Anthropic ouvre son indice économique à l'interrogation en langage naturel via Claude. Je pense que l'outil intéresse surtout les stratèges de studio en quête d'arguments chiffrés, pas les créatifs en plein rush de production.

L'IA qui mesure l'IA, et ce que ça vaut pour un DA

Anthropic transforme son indice économique (une sorte de baromètre qui mesure, secteur par secteur, à quel point l'IA s'invite dans le travail réel des gens) en objet consultable par n'importe qui, directement dans une conversation Claude. Fini le tableur brut : on pose une question en français ou en anglais, comme on la poserait à un collègue, et le modèle va chercher dans les données d'usage réel comment l'IA s'infiltre secteur par secteur.

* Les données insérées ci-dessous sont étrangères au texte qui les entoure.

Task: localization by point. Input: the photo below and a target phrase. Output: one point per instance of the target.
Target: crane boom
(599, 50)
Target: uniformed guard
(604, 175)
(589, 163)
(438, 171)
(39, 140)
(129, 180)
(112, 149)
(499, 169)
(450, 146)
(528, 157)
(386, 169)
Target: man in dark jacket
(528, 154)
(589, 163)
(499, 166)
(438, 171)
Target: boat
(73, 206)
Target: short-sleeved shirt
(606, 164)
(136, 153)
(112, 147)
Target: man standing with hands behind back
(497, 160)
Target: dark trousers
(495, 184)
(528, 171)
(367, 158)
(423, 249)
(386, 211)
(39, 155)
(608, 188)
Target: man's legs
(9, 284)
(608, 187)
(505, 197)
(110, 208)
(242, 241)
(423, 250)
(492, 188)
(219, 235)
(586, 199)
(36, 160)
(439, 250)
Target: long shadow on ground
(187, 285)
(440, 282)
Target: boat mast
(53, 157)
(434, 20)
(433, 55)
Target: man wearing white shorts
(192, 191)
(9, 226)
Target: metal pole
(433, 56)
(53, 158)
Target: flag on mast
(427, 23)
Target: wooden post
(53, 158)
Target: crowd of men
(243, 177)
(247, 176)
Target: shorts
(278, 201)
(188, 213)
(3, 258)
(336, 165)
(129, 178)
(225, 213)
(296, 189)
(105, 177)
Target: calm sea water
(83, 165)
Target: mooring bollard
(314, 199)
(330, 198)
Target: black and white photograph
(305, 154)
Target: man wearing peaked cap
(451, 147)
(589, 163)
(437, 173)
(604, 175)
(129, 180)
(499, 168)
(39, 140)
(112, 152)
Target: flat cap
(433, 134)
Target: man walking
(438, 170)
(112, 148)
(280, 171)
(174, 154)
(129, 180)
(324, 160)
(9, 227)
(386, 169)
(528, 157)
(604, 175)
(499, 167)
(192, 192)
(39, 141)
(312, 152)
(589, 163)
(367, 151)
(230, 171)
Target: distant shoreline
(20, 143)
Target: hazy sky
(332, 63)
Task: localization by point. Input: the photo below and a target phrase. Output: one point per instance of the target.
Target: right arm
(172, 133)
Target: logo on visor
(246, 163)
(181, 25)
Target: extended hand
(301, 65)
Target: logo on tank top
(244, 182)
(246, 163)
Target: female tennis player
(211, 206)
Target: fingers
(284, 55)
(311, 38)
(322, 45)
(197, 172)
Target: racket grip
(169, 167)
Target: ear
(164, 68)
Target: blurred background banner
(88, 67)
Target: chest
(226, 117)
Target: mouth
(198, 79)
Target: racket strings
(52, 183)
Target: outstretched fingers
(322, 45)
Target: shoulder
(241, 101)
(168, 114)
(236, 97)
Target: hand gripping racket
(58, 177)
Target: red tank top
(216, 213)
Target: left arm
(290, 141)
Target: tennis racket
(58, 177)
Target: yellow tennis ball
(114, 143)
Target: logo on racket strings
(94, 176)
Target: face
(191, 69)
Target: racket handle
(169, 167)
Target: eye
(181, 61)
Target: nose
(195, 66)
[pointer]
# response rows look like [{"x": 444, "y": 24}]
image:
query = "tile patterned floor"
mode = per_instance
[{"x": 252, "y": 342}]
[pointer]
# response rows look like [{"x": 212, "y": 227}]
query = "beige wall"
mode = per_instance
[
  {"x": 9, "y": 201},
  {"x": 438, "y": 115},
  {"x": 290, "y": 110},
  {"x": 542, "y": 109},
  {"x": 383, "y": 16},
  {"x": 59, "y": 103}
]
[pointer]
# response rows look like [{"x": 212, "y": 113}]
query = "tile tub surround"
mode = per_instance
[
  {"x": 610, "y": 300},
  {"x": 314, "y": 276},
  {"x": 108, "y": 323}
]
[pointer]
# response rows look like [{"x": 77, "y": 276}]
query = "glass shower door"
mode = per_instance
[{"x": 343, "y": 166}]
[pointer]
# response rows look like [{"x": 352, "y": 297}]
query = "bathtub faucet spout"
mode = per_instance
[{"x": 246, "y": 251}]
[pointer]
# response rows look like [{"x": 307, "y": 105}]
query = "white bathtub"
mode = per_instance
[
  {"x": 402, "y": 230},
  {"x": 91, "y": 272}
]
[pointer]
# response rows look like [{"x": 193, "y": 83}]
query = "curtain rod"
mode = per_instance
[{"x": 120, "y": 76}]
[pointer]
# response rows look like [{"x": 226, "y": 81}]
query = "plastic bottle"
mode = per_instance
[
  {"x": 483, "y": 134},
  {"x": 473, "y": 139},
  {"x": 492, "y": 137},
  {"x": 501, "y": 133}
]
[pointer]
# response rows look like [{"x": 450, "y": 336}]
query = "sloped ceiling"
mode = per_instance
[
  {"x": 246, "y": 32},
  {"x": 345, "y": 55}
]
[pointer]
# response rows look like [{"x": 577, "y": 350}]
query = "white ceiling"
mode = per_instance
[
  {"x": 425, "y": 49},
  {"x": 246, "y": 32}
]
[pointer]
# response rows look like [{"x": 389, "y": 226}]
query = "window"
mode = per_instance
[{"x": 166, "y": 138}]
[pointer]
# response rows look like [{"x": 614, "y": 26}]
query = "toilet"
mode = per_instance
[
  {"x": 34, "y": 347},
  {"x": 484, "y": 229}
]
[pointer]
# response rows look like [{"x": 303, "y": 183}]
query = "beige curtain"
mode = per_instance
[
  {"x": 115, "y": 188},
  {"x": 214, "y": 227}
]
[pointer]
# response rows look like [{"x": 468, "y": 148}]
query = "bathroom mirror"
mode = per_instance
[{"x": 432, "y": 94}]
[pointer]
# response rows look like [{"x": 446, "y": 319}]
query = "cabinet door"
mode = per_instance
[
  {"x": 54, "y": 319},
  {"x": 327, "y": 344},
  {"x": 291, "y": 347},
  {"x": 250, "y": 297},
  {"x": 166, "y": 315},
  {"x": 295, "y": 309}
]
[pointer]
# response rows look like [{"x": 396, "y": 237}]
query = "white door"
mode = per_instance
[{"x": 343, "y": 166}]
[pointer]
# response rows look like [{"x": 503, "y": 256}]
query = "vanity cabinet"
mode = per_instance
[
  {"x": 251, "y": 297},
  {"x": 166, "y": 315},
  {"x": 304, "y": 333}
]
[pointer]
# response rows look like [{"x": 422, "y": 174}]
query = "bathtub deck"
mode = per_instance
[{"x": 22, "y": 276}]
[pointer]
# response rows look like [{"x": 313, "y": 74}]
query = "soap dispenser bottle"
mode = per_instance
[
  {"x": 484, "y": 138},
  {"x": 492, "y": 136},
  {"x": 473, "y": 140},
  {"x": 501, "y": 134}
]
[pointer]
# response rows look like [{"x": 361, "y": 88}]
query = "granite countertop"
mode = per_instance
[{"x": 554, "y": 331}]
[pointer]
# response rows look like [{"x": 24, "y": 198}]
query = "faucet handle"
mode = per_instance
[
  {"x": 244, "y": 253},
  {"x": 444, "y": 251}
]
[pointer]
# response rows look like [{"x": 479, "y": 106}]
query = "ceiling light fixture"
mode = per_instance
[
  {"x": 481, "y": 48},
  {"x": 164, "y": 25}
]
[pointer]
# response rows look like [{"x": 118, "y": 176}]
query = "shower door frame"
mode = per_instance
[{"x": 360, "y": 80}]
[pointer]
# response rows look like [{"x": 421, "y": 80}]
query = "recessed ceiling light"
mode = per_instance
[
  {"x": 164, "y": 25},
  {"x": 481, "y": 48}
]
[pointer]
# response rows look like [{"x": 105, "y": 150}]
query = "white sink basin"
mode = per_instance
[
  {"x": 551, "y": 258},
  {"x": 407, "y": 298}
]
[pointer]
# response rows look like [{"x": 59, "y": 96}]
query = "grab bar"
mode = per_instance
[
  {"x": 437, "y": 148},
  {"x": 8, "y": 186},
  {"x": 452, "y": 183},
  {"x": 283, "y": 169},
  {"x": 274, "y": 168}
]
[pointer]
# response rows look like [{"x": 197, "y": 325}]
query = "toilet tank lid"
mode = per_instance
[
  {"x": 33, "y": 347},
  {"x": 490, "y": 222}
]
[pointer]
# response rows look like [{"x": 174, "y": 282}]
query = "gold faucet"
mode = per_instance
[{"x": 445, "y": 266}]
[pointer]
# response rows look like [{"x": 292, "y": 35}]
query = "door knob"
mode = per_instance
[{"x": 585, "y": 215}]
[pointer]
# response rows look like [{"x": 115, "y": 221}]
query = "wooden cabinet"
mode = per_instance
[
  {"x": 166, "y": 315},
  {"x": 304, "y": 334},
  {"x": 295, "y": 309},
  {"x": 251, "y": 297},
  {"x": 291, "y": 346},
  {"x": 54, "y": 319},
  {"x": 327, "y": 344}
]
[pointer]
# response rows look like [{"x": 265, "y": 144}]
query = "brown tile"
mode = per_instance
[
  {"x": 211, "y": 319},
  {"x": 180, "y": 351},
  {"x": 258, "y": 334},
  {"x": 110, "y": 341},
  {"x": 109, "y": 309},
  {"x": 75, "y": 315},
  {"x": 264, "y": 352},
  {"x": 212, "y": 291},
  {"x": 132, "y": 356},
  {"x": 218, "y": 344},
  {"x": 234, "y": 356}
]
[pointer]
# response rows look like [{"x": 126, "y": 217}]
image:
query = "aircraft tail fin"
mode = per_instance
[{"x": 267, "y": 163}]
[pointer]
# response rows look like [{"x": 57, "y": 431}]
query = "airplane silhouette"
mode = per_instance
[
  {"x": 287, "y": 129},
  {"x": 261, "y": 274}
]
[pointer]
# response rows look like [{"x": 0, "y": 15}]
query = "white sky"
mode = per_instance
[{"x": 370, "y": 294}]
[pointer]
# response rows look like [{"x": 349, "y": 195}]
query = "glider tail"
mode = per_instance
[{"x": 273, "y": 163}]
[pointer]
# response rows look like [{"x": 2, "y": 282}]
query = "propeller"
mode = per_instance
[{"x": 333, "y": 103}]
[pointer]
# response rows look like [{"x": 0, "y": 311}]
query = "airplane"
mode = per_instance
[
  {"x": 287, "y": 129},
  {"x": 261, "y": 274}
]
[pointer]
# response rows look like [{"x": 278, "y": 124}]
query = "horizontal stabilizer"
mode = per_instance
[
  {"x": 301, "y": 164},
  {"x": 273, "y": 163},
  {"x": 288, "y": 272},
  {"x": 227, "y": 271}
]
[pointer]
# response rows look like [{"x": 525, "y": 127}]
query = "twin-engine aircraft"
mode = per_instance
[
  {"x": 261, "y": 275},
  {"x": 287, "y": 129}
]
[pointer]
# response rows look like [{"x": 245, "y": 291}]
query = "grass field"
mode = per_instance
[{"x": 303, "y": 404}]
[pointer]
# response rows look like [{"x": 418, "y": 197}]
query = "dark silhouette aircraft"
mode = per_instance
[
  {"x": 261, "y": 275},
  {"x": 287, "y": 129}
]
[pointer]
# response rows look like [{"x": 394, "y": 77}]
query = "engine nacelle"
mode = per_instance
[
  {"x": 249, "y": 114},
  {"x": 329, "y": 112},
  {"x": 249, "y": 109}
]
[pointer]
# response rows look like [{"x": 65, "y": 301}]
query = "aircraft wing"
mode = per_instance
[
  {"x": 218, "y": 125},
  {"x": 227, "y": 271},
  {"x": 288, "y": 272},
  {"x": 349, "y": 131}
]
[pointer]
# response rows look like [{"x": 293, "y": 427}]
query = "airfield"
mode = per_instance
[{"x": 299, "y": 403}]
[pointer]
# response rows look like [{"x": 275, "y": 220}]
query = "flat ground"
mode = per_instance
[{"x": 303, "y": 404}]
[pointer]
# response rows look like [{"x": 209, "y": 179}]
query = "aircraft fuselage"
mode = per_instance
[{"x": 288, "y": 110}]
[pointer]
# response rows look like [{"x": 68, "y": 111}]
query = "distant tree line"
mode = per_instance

Ce qui frappe, c'est le glissement d'audience. Un indice pensé pour des chercheurs devient un outil de curiosité générale, presque un gadget de veille. Un directeur artistique qui doute encore de l'ampleur du sujet pourrait demander en une phrase quelle part de son secteur utilise déjà l'IA générative, sans attendre le prochain rapport McKinsey planqué derrière un formulaire.

Reste la prudence sur la portée réelle : l'indice ne reflète que les usages de Claude, pas l'ensemble du marché du travail toutes IA confondues, et Anthropic le rappelle lui-même à chaque réponse. Pour un studio qui négocie une ligne budgétaire IA avec un client, s'appuyer sur ces chiffres reviendrait à confondre la météo d'un seul modèle avec le climat de toute une industrie.

Le vrai apport, à mes yeux, tient à l'accessibilité plus qu'à la nouveauté des données. Poser une question en langage courant plutôt que fouiller des tableurs illisibles, c'est gagner du temps sur une tâche annexe, pas obtenir une vérité de marché. L'outil vaudrait le test pour préparer un argumentaire de pitch, jamais pour trancher une stratégie.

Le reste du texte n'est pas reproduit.